Things to watch out for:

• This dereferencing will work with `mov` instructions, but these aren't the only instructions that access memory (consider `pop` and `lodsb` for starters). Some of these other instructions will modify the pointer register, and we need to also handle incrementing/decrementing this and make sure we have some way of handling this
• If we alter the register that we're dereferencing we need to find a way to handle this too.
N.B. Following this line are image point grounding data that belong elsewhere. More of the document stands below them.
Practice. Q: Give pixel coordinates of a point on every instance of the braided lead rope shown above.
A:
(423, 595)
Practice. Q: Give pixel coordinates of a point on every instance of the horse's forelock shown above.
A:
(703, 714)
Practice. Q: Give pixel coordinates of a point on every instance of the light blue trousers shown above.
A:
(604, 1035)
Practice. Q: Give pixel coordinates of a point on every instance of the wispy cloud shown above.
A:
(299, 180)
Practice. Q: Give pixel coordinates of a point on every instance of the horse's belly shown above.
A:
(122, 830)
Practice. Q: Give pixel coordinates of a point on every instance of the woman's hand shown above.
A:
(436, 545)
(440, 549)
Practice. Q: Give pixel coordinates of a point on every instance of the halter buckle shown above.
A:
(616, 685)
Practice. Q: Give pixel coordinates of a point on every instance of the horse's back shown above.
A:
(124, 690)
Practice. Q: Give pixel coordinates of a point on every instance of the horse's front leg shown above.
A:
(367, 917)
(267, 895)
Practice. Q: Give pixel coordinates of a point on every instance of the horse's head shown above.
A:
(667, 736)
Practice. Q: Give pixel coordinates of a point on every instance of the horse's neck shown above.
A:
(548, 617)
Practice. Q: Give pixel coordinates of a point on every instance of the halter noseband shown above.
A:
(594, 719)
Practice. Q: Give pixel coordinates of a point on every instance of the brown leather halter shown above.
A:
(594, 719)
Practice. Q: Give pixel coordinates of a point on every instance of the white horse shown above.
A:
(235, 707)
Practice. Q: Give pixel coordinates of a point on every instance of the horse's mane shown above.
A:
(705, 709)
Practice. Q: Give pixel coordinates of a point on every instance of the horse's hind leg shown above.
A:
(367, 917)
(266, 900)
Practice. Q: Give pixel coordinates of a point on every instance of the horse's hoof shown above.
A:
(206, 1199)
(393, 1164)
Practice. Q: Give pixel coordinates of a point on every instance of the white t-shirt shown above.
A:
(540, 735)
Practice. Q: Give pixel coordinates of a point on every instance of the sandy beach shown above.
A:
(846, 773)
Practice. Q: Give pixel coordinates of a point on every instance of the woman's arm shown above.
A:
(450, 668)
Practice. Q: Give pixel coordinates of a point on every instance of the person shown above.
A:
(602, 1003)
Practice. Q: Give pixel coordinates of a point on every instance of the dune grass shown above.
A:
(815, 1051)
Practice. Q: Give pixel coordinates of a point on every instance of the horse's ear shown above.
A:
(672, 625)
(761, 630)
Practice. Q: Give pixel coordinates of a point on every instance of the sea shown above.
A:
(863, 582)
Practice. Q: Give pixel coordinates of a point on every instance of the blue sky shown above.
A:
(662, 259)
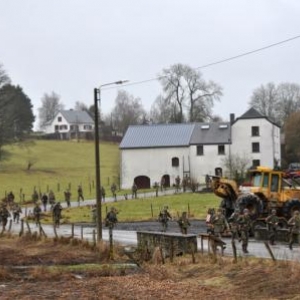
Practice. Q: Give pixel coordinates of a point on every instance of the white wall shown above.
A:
(268, 139)
(206, 163)
(153, 163)
(51, 128)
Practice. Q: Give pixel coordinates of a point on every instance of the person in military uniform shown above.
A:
(164, 217)
(111, 218)
(94, 213)
(219, 223)
(45, 201)
(68, 197)
(209, 216)
(4, 215)
(80, 193)
(272, 222)
(294, 223)
(37, 214)
(113, 189)
(134, 190)
(184, 223)
(16, 212)
(103, 193)
(156, 186)
(233, 224)
(177, 183)
(57, 208)
(35, 196)
(244, 222)
(51, 198)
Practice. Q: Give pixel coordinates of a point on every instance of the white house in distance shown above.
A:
(71, 124)
(150, 152)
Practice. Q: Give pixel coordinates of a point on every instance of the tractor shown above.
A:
(265, 190)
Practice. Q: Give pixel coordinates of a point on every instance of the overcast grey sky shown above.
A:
(72, 46)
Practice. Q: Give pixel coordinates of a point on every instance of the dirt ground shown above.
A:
(35, 269)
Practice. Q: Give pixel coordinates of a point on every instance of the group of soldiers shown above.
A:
(164, 217)
(240, 224)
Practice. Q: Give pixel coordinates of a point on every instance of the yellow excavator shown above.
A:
(265, 190)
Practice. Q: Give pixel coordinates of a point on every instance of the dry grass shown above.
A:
(51, 275)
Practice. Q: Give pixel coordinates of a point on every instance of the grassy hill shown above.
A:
(56, 165)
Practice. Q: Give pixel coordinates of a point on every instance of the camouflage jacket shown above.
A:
(244, 222)
(294, 222)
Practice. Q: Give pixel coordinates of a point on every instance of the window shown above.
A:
(255, 147)
(255, 131)
(223, 126)
(221, 150)
(175, 162)
(200, 150)
(205, 127)
(255, 162)
(266, 180)
(274, 183)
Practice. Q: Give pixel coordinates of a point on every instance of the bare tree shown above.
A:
(51, 105)
(80, 106)
(288, 100)
(188, 94)
(276, 102)
(4, 78)
(236, 165)
(291, 149)
(127, 111)
(161, 112)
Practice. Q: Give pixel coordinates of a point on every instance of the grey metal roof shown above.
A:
(252, 113)
(73, 116)
(158, 135)
(211, 133)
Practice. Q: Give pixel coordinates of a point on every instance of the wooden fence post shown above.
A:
(94, 237)
(72, 230)
(54, 229)
(234, 250)
(28, 227)
(22, 228)
(10, 224)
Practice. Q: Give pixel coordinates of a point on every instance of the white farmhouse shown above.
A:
(71, 124)
(152, 152)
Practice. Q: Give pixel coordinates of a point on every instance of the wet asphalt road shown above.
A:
(196, 227)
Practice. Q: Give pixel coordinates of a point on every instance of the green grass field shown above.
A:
(60, 164)
(57, 165)
(146, 209)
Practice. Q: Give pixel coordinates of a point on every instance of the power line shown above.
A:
(216, 62)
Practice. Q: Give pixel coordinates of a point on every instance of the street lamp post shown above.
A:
(97, 98)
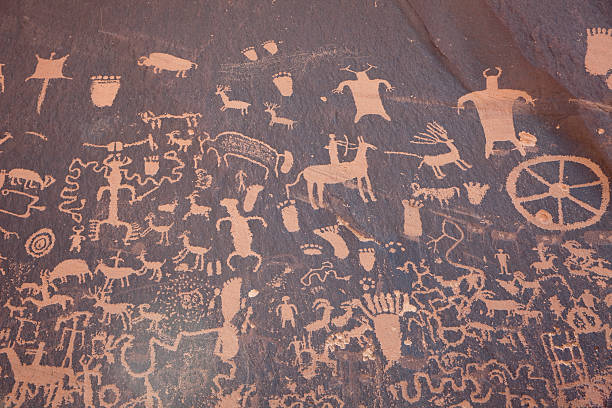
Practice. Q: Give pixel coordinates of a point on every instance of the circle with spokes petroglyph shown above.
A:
(560, 191)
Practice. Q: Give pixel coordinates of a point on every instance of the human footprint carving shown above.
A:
(330, 234)
(270, 46)
(284, 83)
(250, 53)
(476, 192)
(365, 93)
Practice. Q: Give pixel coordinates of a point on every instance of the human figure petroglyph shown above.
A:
(76, 238)
(189, 248)
(546, 261)
(47, 69)
(271, 109)
(240, 178)
(365, 93)
(167, 62)
(71, 332)
(114, 175)
(502, 259)
(436, 134)
(163, 230)
(222, 91)
(240, 230)
(318, 176)
(494, 107)
(413, 227)
(286, 311)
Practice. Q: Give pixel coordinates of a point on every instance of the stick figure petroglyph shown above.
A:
(502, 258)
(320, 175)
(365, 93)
(76, 239)
(494, 107)
(241, 232)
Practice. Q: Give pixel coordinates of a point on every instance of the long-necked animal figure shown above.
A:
(320, 175)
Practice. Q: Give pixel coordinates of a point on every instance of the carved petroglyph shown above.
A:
(103, 89)
(284, 83)
(166, 62)
(598, 57)
(317, 176)
(189, 248)
(365, 93)
(494, 107)
(271, 109)
(240, 230)
(558, 190)
(476, 192)
(234, 144)
(156, 121)
(47, 69)
(433, 135)
(40, 243)
(29, 179)
(222, 91)
(162, 230)
(443, 195)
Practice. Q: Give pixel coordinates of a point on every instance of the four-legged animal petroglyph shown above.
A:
(222, 91)
(242, 237)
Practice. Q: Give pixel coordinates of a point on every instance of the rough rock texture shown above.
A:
(283, 203)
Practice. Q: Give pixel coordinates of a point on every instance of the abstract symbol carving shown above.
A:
(103, 89)
(559, 191)
(47, 69)
(40, 243)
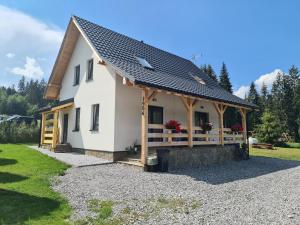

Let's consider some code like this:

``````mov eax, [esp]
mov edx, [eax]
mov eax, [edx+8]
mov eax, [eax]
mov ebx, [eax+4]
mov ecx, [eax-4]
ret
``````

We get this for output:

``````\$ python3 tritonbasic2.py
Emulating 0x401000: mov eax, dword ptr [esp]
Emulating 0x401003: mov edx, dword ptr [eax]
Emulating 0x401005: mov eax, dword ptr [edx + 8]
Emulating 0x401008: mov eax, dword ptr [eax]
Emulating 0x40100a: mov ebx, dword ptr [eax + 4]
Emulating 0x40100d: mov ecx, dword ptr [eax - 4]
Emulating 0x401010: ret
Instructions executed: 7
Expression tree:
{6: ref_6 = ((esp)),
12: ref_12 = ((((esp)))),
15: ref_15 = (((((esp))))),
18: ref_18 = (((((esp))))),
19: ref_19 = ((((0x0) << 8 | 0x0) << 8 | 0x0) << 8 | 0x0) # Program Counter - 0x401010: ret,
21: ref_21 = (esp)}
Final state of eax:
((((esp))))
Final state of ebp:
0x0
Final state of esp:
(esp)
``````

Clearly this is wrong... so we need to add a little more smarts to our lookup code. The big thing is that we look at `instruction.getReadRegisters()` and this doesn't get us the offset, so we need to find a `MemoryAccess` object instead. Let's try this on for size:

``````        if instruction.isMemoryRead():
written_register, write_register_ast_node = instruction.getWrittenRegisters()
expression_ast = expression.getAst()
#import pdb
#pdb.set_trace()
if expression_ast.getType() == AST_NODE.VARIABLE:
variable = expression_ast.getSymbolicVariable()
alias = variable.getAlias()
displacement = memory_access.getDisplacement().getValue()
newalias = "(%s)[0x%x]" % (alias, displacement)
#newalias = "(%s)" % alias
Triton.symbolizeRegister(written_register, newalias)
elif expression_ast.getType() == AST_NODE.CONCAT:
import pdb
pdb.set_trace()
pass
else:
import pdb
pdb.set_trace()
raise Exception("Unexpected ast node")
``````

And the output:

``````\$ python3 tritonbasic2.py
Emulating 0x401000: mov eax, dword ptr [esp]
Emulating 0x401003: mov edx, dword ptr [eax]
Emulating 0x401005: mov eax, dword ptr [edx + 8]
Emulating 0x401008: mov eax, dword ptr [eax]
Emulating 0x40100a: mov ebx, dword ptr [eax + 4]
Emulating 0x40100d: mov ecx, dword ptr [eax - 4]
Emulating 0x401010: ret
Instructions executed: 7
Expression tree:
{6: ref_6 = ((esp)[0x0])[0x0],
12: ref_12 = ((((esp)[0x0])[0x0])[0x8])[0x0],
15: ref_15 = (((((esp)[0x0])[0x0])[0x8])[0x0])[0x4],
18: ref_18 = (((((esp)[0x0])[0x0])[0x8])[0x0])[0xfffffffc],
19: ref_19 = ((((0x0) << 8 | 0x0) << 8 | 0x0) << 8 | 0x0) # Program Counter - 0x401010: ret,
21: ref_21 = (esp)[0x0]}
Final state of eax:
((((esp)[0x0])[0x0])[0x8])[0x0]
Final state of ebx:
(((((esp)[0x0])[0x0])[0x8])[0x0])[0x4]
Final state of ecx:
(((((esp)[0x0])[0x0])[0x8])[0x0])[0xfffffffc]
Final state of ebp:
0x0
Final state of esp:
(esp)[0x0]
``````

So this looks to handle nested memory reads, including indices. There's a little more to handle though, as I mentioned this still doesn't handle pop/lodsb style instructions, nor the more complicated `mov eax, [ebx*4+ecx+12]`, but you can see how the pattern works.

I hope this was useful, have fun hacking!